Falling tariffs and inadequate investment will put domestic pharmaceutical manufacturers under significant pressure when the TPP comes into being.
Tariffs on pharmaceuticals imported into Vietnam will be cut from 2.5 per cent to 0 per cent when the TPP comes into effect, putting domestic enterprises under intense competitive pressure.
Vietnamese people generally have a preference for foreign pharmaceuticals, according to Mr. Le Van Truyen, former Deputy Minister of Health. The arrival of major global pharmaceutical companies in Vietnam will create problems for local enterprises, with some likely to be forced out of the market.
Market research released recently by Business Monitor International shows that Vietnam ranks 13th among 175 countries with the highest growth in medicine spending; evidence of the sector’s potential. Foreign pharmaceutical enterprises dominate the market, accounting for 60-70 per cent.
Pharmaceuticals produced by local enterprises used in central hospitals account for about 12 per cent in value terms and around 40 per cent nationwide, Mr. Truyen said.
According to the United Nations Industrial Development Organization (UNIDO), Vietnam’s pharmaceutical industry is around Level 3 in its five-level rating scale for development.
Local pharmaceuticals account for only 0.11 per cent of the total revenue in the industry. There are 121 domestic pharmaceutical production plants, 61 local companies producing herbal medicines, and 130 local facilities registered as household businesses producing herbal medicines. Almost all are small-scale in terms of both financial resources and human resources.
Pharmaceutical procurement will be publicly organized when the TPP begins, according to Mr. Nguyen Thanh Binh, General Director of the Hanoi CPC1 Pharmaceutical JSC (CPC1 Hanoi). Foreign pharmaceutical enterprises, therefore, will have equal status at auctions. “Local enterprises will lose out as the country’s pharmaceutical industry is weak and heavily dependent upon imported raw materials,” Mr. Binh said.
The TPP will also boost growth in Vietnam’s pharmaceutical sector by some 20 per cent per year from now to 2017, with pharmaceutical spending per capita of about $200 per year, Mr. Binh added.
It will also extend copyright protection for drugs (from five to ten years) and after that restrict local businesses from accessing and producing new medicines. This will present a major challenge for local enterprises as most of their existing products are generic drugs.
The major challenge for local enterprises is that Vietnamese people prefer imported pharmaceuticals, according to Ms. Tran An Khanh, Deputy Head of the Business Department of Central Pharmaceutical Company No. 1 (CPC1). In addition, per capita incomes are likely to increase, creating a greater shift towards foreign pharmaceuticals.
Its heavy dependence on imported raw materials is also a major issue for the domestic industry. Imports of raw materials in the first seven months of this year reached $199.4 million, primarily from China, which accounted for 56.6 per cent. “This is a big challenge for local enterprises, which have not paid sufficient regard to investing in advanced technologies and depend heavily on imports,” Mr.
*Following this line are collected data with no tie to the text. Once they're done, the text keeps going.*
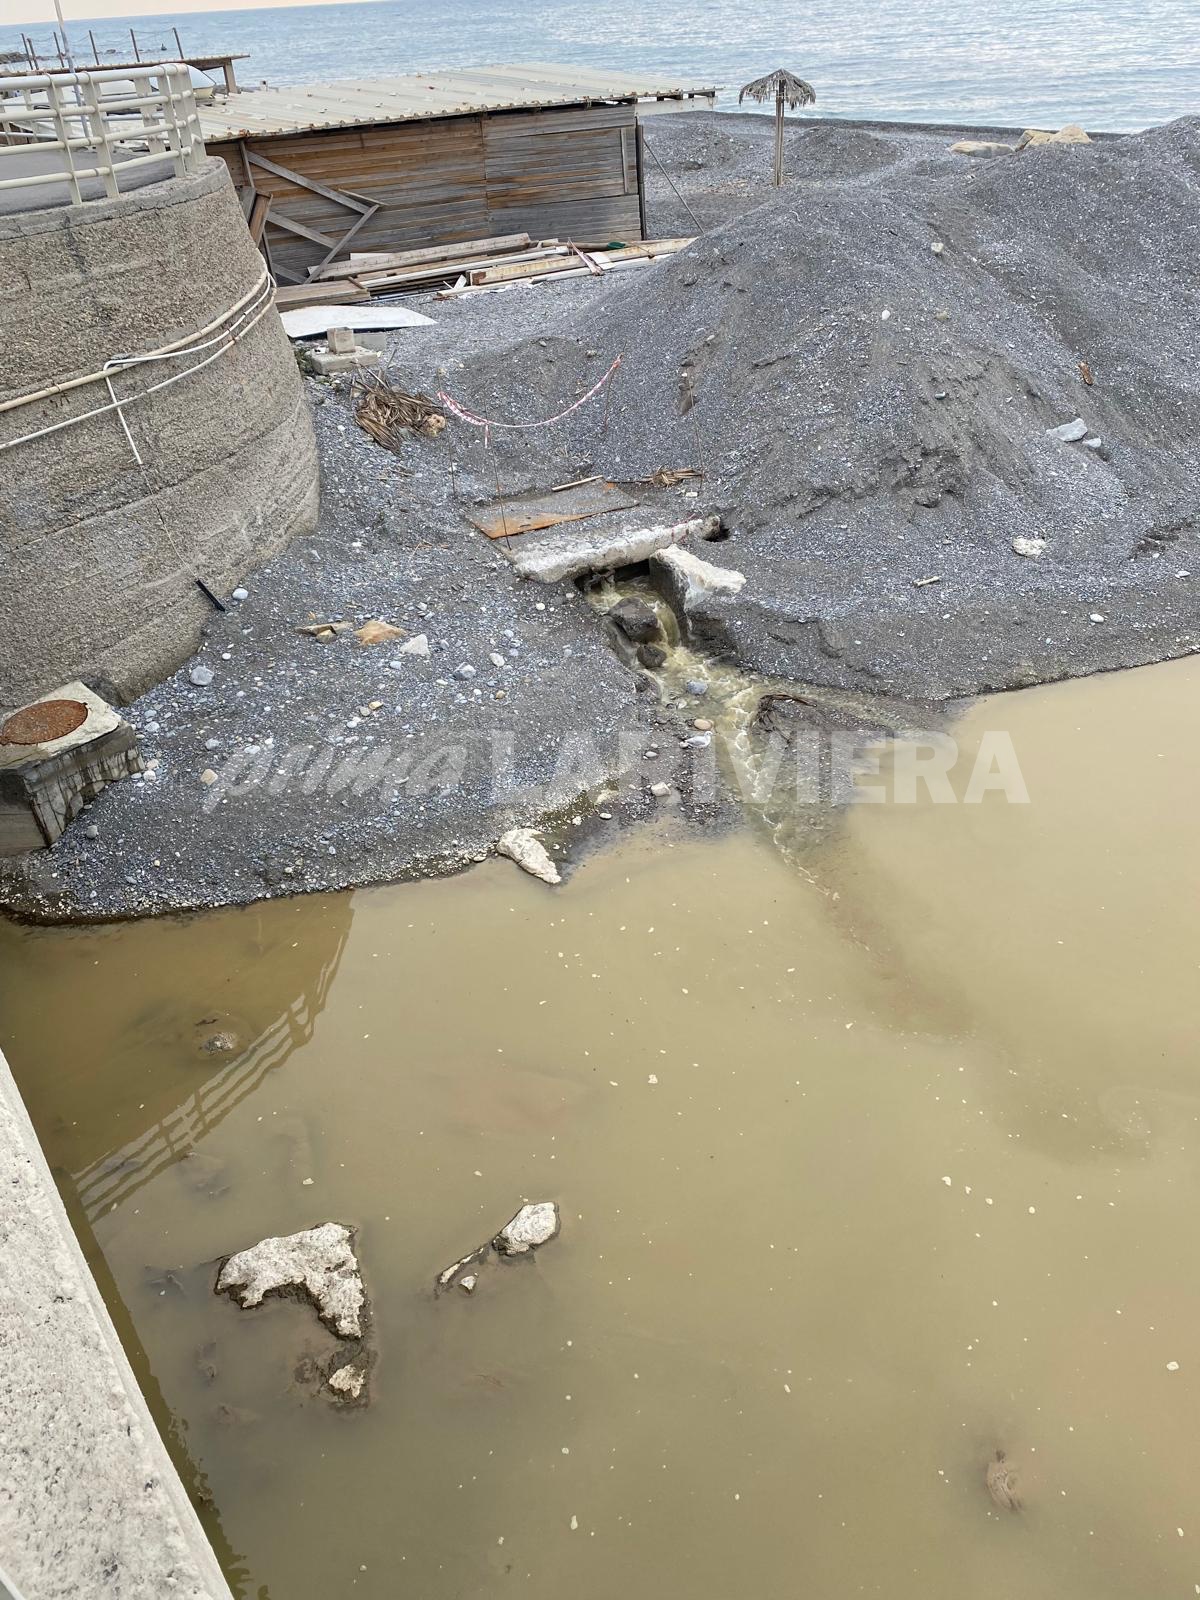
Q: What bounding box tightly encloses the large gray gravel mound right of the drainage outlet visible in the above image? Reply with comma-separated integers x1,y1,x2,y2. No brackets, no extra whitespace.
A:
462,118,1200,699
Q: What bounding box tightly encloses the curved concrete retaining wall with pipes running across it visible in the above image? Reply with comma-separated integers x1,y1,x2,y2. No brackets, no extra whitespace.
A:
0,160,317,706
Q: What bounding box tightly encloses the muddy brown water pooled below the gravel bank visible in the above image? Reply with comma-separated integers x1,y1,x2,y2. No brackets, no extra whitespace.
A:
0,662,1200,1600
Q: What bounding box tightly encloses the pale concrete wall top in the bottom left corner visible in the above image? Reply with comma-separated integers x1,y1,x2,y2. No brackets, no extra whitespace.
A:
0,1054,232,1600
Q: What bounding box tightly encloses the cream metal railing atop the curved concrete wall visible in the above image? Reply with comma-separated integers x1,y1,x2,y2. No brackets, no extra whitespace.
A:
0,61,205,205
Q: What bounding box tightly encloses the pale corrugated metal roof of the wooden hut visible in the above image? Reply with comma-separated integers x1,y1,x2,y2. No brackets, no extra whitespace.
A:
198,61,715,142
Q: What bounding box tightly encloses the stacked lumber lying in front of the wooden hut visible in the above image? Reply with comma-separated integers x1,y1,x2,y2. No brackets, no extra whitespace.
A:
277,234,691,307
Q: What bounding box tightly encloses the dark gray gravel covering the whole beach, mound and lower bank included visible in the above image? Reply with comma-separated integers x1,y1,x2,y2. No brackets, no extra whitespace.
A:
0,115,1200,917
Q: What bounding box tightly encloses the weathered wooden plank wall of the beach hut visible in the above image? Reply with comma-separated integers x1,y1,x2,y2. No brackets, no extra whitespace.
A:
208,106,642,283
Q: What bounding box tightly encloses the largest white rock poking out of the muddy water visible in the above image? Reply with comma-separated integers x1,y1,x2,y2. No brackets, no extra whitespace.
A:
216,1222,366,1339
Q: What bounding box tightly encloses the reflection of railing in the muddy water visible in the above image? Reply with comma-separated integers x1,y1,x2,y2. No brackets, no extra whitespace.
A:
72,934,346,1222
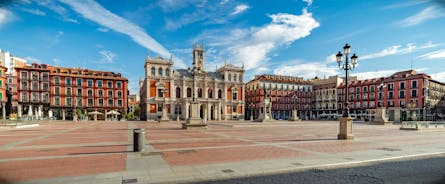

Binh said. “If Vietnam does not adopt special measures, foreign pharmaceutical companies will gain an even larger market share.”
The risk of losing market share is exacerbated by the fact they do not work together.
To seize the opportunities brought by the TPP domestic pharmaceutical enterprises need to upgrade their manufacturing plants to reach international standards such as PIC/S-GMP and EU-GMP.
The DHG Pharmaceutical JSC has completed the construction of a new pharmaceutical manufacturing plant, and Imexpharm has also built a new penicillin factory in southern Binh Duong province. Hanoi Pharma JSC, meanwhile, has invested tens of millions of dollars in a production line for plastic injection tubes and distilled water with Blow-Fill-Seal (BFS) technology.
Although local enterprises see many disadvantages heading their way, Mr. Truyen believes they are ready for the upcoming race. Most have plans for feasible production and business and have invested in advanced production lines to produce high-quality products, he added. This also contributes to realizing the target contained in the National Strategy for the Pharmaceutical Industry Development to 2020 and Vision to 2030, approved by the government, of local manufacturers accounting for 80 per cent of the market.